How to write a Book in DocOnce

Authors:Hans Petter Langtangen (hpl at simula.no)
Date:Aug 19, 2016

This note tells why and how you can use DocOnce to ease the writing of scientific books with much mathematics and computer code.

Why DocOnce?

Scientific books are very often written in LaTeX, but LaTeX is primarily suited for PDF output on paper. Today, your readers will be using different devices like tablet and phones for reading, and to address these media you need to write HTML. DocOnce lets you write in a syntax that is as simple as you use in email, and can then automatically translate that syntax to highly professional LaTeX or HTML for output (it can produce other formats too). So, the writing itself is easier since you avoid a lot of LaTeX or HTML tags, and the output is more versatile.

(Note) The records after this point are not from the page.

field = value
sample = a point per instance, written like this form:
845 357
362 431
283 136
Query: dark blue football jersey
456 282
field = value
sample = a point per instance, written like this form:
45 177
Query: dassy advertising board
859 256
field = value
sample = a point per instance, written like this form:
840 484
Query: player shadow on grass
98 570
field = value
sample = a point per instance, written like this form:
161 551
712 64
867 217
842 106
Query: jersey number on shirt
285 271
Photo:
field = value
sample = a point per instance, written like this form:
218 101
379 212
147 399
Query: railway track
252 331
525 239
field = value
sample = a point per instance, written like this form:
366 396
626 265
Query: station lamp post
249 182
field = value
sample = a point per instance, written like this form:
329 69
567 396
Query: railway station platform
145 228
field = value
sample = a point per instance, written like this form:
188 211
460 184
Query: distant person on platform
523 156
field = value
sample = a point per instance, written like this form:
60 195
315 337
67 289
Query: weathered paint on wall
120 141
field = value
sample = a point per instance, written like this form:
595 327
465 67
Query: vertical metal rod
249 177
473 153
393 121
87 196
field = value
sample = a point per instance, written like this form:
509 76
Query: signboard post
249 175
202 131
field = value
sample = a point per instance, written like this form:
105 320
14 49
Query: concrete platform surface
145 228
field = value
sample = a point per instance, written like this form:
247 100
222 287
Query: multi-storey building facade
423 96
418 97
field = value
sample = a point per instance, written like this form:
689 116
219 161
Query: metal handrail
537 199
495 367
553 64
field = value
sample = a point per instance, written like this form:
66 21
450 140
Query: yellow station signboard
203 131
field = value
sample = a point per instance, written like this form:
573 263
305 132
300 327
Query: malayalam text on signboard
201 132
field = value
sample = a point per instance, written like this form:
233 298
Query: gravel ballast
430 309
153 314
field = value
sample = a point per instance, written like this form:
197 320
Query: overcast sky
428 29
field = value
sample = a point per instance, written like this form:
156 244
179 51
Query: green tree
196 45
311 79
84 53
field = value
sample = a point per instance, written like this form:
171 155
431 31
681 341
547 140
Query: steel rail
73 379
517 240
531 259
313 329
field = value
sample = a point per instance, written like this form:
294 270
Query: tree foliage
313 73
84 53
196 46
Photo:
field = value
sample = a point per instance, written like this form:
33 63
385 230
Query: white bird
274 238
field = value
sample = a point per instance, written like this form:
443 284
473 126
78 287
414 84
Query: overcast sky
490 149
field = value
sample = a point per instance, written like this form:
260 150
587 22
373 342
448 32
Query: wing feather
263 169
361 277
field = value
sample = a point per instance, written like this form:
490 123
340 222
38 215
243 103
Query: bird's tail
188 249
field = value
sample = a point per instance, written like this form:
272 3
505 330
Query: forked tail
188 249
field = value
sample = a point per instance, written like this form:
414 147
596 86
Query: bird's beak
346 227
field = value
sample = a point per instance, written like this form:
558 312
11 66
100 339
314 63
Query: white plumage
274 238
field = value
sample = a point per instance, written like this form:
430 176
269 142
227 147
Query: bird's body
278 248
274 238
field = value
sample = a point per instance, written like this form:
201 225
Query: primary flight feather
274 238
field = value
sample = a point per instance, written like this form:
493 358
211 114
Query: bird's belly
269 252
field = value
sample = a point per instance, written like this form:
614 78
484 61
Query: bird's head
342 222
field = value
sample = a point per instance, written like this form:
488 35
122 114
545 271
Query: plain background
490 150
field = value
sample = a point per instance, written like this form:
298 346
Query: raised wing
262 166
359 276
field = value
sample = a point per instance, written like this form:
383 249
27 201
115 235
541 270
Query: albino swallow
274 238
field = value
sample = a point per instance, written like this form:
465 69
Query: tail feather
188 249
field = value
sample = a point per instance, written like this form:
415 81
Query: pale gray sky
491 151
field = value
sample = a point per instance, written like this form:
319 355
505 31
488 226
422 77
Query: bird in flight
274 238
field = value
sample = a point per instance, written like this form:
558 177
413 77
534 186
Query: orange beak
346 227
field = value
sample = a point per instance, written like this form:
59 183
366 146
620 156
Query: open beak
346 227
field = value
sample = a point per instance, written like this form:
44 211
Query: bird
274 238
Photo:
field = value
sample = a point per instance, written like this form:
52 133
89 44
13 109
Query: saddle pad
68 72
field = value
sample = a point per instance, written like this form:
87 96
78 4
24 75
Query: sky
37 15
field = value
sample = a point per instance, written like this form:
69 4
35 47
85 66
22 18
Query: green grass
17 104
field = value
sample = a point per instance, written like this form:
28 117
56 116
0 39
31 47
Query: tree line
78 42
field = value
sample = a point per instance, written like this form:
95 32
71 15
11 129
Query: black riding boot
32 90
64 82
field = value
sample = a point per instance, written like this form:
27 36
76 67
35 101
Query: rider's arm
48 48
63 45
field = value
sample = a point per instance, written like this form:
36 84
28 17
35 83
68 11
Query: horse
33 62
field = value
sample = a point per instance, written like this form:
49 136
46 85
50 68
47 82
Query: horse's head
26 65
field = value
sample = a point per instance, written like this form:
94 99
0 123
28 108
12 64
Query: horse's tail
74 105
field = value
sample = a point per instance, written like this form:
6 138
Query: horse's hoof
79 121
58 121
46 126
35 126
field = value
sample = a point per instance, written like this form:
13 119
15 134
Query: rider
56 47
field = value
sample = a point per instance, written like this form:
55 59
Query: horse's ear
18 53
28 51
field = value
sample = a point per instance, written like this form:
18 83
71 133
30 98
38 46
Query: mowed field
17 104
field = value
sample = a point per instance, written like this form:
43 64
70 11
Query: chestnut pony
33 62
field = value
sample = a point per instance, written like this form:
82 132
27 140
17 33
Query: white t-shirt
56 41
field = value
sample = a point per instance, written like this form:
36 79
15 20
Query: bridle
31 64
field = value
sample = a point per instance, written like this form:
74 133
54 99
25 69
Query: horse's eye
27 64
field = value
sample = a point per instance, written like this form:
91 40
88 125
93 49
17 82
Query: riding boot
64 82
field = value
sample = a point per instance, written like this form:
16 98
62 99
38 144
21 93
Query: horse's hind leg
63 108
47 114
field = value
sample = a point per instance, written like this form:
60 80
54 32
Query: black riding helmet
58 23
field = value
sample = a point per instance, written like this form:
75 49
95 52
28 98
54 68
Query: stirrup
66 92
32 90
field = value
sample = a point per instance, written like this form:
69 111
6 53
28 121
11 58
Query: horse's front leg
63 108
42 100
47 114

We refer to the DocOnce tutorial and the web page for more arguments!

Hwo do I get started?

  1. Read the web page: https://github.com/hplgit/doconce
  2. Read the tutorial to get a glimpse of the basic syntax
  1. Familiarize yourself with the manual
  2. Install DocOnce and all it needs: try to run the entire Bash script (just comment out lines that don’t work and rerun)
  3. Make a GitHhub or Bitbucket Git repository for the book project, see quick intro (or PDF for printing)
  4. Take a brief look at the best practice document which documents the setup of files
  5. Download the tarfile with a dummy file tree to be packed out in the root directory of the book repo (remember commit and push!)
  6. Go to doc/src and start writing the first chapter! (replace why.do.txt)
  7. Compile the document to PDF: bash make.sh, see my-book-4print.pdf (this is the standard Springer book layout, the svmono class adapted to DocOnce)
  8. Compile the document to HTML: bash make_html.sh, see my-book.html

Some real writing

Let us demonstrate emphasize text, bold text, inline monospace font, and of course computer code that we can copy from a part of a file using regular expressions:

def f(x):
    return 42*x

It is a big advantage to copy computer code directly into the book, but you can also write it as part of the text, this time the FORTRAN equivalent:

subroutine f(x)
real*8 x
f = 42*x
return
end

Mathematics is written in plain LaTeX inside a begin-end tex environment:

\[f(x) = 42x.\]

Remember to use simple LaTeX: just the equation, equation*, \[ ... \], align, align*, alignat, or alignat* environments! Inline mathematics makes use of dollar signs: \(f(x)=42x\).

As LaTeX writer, remember that white space counts in DocOnce syntax! Be extra careful with indentation of lists.

Also remember that DocOnce avoids backslash in label, ref and cite, e.g., in references like [Ref1].

References

[Ref1]A. J. Chorin. Numerical solution of the Navier-Stokes equations, Math. Comp., 22, pp. 745-762, 1968.